CURRENT and former senior BBC executives came under intense fire from MPs as they were grilled about the pay-off scandal which has engulfed the broadcaster.

Amid extraordinary scenes which were often chaotic, former director-general Mark Thompson, one of seven witnesses to appear before the Public Accounts Committee, was forced to deny a charge that the broadcaster had "lost the plot" when it gave almost £1 million to his former deputy, Mark Byford.

MPs are furious that dozens of staff were given payments far above what their contracts demanded.

One committee member Chris Heaton-Harris said that meeting was the "most bizarre game of whack-a-mole I've ever seen in my life, where you hit one fact down and it throws up other questions".

The committee's chairwoman, Margaret Hodge, said the hearing was an "unedifying occasion which can only damage the standing and the reputation of the BBC".

She added: "At best what we've seen is incompetence, lack of central control, a failure to communicate. At worst we may have seen people covering their backs by being less than open. That is not good."

Even before the hearing started Downing Street had raised the stakes saying that executives had "legitimate questions to answer" on the payments.

As well as the £1m settlement to Mr Byford the BBC also gave a £390,000 pay-off to Sharon Baylay, its former director of marketing.

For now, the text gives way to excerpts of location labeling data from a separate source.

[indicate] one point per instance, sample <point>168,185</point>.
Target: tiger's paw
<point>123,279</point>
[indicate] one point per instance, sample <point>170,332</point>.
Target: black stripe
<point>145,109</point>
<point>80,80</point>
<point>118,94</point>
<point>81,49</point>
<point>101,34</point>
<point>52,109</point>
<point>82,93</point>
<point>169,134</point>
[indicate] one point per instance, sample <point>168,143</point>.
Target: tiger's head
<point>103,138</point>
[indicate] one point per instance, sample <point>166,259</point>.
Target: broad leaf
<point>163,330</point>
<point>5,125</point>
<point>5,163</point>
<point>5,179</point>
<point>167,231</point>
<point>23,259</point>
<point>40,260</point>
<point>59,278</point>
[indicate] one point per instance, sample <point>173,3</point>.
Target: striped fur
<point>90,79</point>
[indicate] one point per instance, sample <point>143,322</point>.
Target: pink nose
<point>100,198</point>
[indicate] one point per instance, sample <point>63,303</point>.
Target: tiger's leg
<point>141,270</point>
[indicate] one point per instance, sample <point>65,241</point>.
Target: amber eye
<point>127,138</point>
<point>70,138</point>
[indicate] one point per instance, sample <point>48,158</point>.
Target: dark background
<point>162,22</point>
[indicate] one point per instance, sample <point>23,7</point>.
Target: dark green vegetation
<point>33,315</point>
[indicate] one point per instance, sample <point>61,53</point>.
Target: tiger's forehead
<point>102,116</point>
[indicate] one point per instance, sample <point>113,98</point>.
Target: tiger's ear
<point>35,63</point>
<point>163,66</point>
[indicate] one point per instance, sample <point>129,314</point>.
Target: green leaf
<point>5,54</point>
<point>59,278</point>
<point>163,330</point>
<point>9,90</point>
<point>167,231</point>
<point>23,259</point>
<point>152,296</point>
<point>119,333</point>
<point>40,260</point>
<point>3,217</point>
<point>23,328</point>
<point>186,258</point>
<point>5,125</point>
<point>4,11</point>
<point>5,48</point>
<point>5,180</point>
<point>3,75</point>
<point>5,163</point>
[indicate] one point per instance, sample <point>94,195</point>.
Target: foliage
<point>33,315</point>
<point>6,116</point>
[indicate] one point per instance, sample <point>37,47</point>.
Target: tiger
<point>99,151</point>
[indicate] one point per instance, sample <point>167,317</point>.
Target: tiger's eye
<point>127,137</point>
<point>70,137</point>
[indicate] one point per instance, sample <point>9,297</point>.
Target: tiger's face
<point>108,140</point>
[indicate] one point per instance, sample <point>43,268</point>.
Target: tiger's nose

During the hearing Mrs Hodge asked Mr Thompson why Mr Byford needed a payment double what was contractually due.

"Why was £500,000, which is for most people mega bucks, not enough?" she demanded.

The BBC's director of human resources, Lucy Adams, also came under fire after she said the payment was part of a plan to cut numbers of senior staff without causing too much disruption.

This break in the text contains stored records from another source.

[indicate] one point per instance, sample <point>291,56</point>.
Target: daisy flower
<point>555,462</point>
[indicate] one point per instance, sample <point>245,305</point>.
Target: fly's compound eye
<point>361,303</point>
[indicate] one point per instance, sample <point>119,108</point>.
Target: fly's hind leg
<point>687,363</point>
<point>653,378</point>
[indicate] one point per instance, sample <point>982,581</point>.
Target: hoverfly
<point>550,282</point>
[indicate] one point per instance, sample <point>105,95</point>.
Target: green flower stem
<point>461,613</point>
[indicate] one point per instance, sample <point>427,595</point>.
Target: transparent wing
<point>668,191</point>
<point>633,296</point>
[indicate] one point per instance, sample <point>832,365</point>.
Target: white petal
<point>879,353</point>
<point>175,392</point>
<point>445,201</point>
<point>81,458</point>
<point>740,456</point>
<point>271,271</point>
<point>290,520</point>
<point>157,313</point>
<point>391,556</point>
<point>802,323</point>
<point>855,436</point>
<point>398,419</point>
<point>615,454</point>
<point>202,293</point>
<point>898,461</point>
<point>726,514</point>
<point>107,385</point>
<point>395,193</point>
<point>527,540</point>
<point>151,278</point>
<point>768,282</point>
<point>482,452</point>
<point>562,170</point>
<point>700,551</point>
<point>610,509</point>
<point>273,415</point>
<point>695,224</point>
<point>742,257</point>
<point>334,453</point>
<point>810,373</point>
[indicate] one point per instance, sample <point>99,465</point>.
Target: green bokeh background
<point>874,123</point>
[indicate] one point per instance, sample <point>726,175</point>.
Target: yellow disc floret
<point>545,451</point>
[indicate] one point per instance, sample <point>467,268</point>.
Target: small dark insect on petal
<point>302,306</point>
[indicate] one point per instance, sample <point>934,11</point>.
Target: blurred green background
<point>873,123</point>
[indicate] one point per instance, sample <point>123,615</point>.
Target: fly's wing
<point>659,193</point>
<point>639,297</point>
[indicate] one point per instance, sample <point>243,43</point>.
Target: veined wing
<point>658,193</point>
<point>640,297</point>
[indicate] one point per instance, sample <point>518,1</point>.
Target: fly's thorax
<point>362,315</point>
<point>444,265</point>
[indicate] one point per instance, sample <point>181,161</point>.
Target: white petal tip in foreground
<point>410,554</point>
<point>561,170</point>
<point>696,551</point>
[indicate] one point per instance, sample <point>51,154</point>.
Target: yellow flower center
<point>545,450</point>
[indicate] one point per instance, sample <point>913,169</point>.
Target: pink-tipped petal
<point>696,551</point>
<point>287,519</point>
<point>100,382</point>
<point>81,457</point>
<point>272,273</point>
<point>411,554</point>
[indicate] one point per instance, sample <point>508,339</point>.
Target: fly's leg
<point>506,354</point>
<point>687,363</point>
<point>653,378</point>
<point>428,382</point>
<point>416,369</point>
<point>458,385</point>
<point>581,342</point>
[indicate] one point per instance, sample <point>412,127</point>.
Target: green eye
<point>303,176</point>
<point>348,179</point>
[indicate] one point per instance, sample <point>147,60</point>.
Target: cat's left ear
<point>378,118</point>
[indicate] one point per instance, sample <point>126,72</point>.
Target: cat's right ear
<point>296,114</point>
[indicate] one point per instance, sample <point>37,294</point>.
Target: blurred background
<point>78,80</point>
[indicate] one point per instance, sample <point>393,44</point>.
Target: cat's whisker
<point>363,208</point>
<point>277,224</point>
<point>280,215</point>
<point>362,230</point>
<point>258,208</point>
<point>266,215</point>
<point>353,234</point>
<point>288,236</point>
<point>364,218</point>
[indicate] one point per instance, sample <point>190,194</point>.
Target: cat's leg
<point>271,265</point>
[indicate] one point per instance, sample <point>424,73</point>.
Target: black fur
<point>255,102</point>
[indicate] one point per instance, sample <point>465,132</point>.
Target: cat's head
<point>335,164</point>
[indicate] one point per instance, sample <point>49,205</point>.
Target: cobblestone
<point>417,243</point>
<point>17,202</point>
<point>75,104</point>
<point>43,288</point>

Mrs Hodge told her: "This attitude that the top cadre of people at the BBC faced greater difficulty when they faced redundancy rather than a receptionist or someone lower down is offensive, just offensive."

In another heated exchange, Ms Hodge told Ms Adams: "I'm not having any more lies this afternoon."

Mrs Adams, who last month announced her decision to leave the BBC, has in recent days admitted writing a memo she told MPs at an earlier hearing she had never seen.

But following the suggestion that her evidence should be taken with "a pinch of salt", Ms Adams said such an inference was "grossly unfair".

In written evidence published ahead of the hearing, Mr Thompson accused BBC Trust boss Lord Patten and trustee Anthony Fry of "fundamentally misleading" the committee at a previous meeting when they told MPs that members of the Trust were not always included in decision-making.

Mr Thompson said he stood by his claim, adding: "I don't understand why those misleading comments were made. I don't want to impute intention to it but I believe there were damaging and unfair, misleading statements made specifically on this point."

Lord Patten hit back that he took the charge of misleading the committee "very strongly" and said his induction to the job included no references to severance pay.

He said: "I'm in the position in which I'm accused of having misled the committee on something I didn't know and couldn't have been expected to know."

Nicholas Kroll, director of the BBC Trust, drew gasps from MPs when he said he was not "closely involved" in the preparation of a note on October 7 2010 explaining the Byford payment.

The executive, who is paid £238,000, conceded the pay-off was "unquestionably a large figure" but a matter for the BBC executive board remuneration committee and not the Trust.

Ms Hodge told him: "There is not one person around the table who can understand why there was no challenge from you."